La manifestazione dei magistrati ordinari

Corteo per le vie del centro: "Il nostro lavoro consente un buon funzionamento della giustizia".

VOTA
0/5
0 voti

PALERMO - Protesta stamani del personale della magistratura onoraria a Palermo. Una delegazione è stata ricevuta in Prefettura dalla dirigente Maria Gargano, dopo che un corteo aveva attraversato il centro della città, partendo dal Palazzo di giustizia. "Abbiamo sentito il dovere di scendere in strada, tutti insieme, per gridare a gran voce la nostra realtà e il nostro disagio, e per rivendicare per noi la stessa giustizia che ogni giorno amministriamo per i cittadini in nome dello Stato - dice Giulia Bentley, portavoce della protesta - Gridiamo a gran voce, consapevoli della rilevanza del nostro lavoro per il buon funzionamento della macchina della giustizia e confortati dalla stima e dall'apprezzamento di chi con noi lavora da anni.
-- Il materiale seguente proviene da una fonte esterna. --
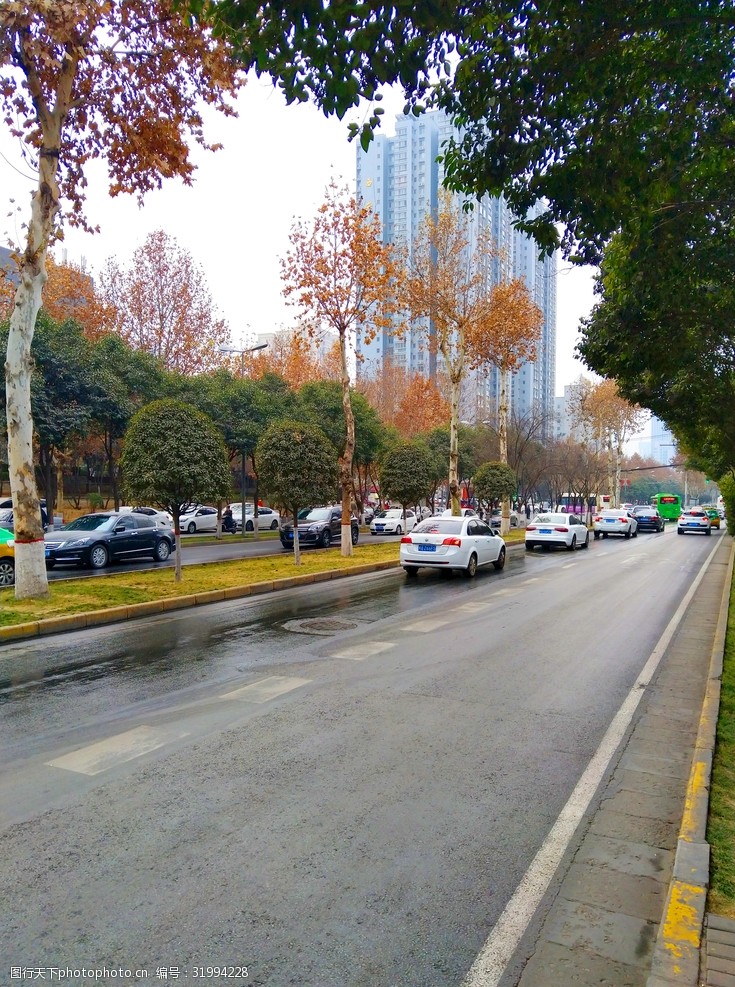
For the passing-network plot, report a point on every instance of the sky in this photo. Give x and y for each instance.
(235, 220)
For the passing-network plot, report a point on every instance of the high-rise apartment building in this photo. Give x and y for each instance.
(400, 178)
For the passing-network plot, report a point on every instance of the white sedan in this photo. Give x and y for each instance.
(391, 522)
(563, 530)
(616, 521)
(448, 543)
(199, 518)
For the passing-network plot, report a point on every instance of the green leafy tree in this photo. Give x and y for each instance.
(298, 468)
(493, 482)
(406, 474)
(173, 455)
Abbiamo atteso che, attuata una riforma organica della magistratura onoraria, avremmo finalmente avuto diritto ai nostri diritti. E invece nulla di ciò". "Il ddl 1738 è l'ennesimo strumento di mortificazione della categoria cui apparteniamo - prosegue - Il nostro lavoro può continuare ma per un massimo di tre o quattro quadrienni in base all'età anagrafica, ancora senza un retribuzione equa e proporzionata all'attività svolta, senza previdenza e assistenza, senza tutela per la maternità, infortunio sul lavoro e malattia. L'Europa ha già espresso il suo parere sull'ammissibilità dell'apertura di una procedura di infrazione nei confronti dell'Italia, proprio a seguito di più ricorsi presentati da colleghi magistrati onorari. Richiamiamo il Parlamento alle sue responsabilità chiedendo l'approvazione dell'emendamento a firma dei senatori Ricchiuti e Ferrara al ddl 1738 sul regime transitorio".